NATO defence ministers on Friday endorsed a list of the first cities and provinces where Afghan police and soldiers will take control of security — a key element in the West’s exit strategy from the decade-old war. 

The areas include the provincial capitals of Lashkar Gah, Herat and Mazar-i-Sharif, as well as all of Bamiyan and Panshir provinces, and Kabul province except for the restive Surobi district. The list was provided by officials and diplomats who spoke on condition of anonymity due to the sensitivity of the issue. 

2011 Japanese Earthquake and Tsunami Updates


Moldova’s Moment (Moscow Times)

When Vice President Joe Biden arrives in Chisinau on Friday, he will be the highest-level U.S. official to set foot in Moldova in its nearly 20 years. A former republic of the Soviet Union, landlocked between Romania and Ukraine, Moldova is the poorest nation in Europe, but it is strategically important for the United States. Biden’s visit can send a strong message of support for Moldova’s economic and democratic development and European ambitions.

Can Angela Merkel hold Europe together? (The Economist)

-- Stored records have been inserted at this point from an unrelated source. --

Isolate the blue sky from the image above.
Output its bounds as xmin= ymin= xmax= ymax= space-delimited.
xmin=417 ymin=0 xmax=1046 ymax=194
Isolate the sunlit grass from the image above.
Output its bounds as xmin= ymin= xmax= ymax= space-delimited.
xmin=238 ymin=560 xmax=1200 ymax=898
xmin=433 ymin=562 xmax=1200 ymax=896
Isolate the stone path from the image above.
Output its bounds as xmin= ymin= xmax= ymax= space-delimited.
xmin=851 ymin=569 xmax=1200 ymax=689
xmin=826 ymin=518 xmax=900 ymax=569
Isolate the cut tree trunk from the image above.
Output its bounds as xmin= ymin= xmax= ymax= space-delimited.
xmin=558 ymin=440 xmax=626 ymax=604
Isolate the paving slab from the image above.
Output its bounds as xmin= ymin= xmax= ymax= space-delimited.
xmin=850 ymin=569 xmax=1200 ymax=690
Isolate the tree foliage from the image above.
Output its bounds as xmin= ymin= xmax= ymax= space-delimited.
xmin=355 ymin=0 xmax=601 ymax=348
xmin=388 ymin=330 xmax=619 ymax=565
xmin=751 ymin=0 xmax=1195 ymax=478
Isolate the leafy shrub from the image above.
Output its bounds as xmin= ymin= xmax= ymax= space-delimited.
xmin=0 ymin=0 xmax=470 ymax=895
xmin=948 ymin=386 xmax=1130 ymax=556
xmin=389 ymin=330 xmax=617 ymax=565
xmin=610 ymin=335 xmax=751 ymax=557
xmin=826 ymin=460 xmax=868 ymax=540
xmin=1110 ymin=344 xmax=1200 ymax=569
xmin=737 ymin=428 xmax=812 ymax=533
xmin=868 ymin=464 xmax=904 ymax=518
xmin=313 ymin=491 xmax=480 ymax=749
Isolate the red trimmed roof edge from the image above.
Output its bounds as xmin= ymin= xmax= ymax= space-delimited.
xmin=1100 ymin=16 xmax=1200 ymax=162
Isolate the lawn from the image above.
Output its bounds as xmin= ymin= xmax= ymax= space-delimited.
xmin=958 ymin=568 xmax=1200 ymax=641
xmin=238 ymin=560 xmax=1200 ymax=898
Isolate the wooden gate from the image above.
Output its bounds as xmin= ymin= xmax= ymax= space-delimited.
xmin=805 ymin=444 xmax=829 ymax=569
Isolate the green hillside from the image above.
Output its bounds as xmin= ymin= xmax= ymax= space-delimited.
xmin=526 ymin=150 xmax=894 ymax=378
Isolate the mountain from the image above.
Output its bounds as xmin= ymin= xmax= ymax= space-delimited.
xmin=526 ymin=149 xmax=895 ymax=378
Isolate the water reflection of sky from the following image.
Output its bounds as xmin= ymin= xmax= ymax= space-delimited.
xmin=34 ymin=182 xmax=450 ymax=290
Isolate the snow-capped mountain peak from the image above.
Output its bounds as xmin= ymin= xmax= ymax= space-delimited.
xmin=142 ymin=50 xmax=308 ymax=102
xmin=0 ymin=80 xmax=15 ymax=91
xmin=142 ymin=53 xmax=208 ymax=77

GERMANY’S chancellor, Angela Merkel, has the future of Europe in her hands. As the biggest creditor country, Germany holds the key to resolving the euro zone’s sovereign-debt crisis. As the continent’s economic giant, it is the biggest determinant of the European Union’s direction. And right now Europe may be embarking on a path that could tilt the union away from economic liberalism, risking a split and, ultimately, even a British exit.

Census in Montenegro – Théâtre de l’Absurde (EUobserver)

In a small European country, aspiring to become a full member of the EU, conducting a census, due in April, should neither provoke a political earthquake nor trigger significant changes in policies related to identity issues.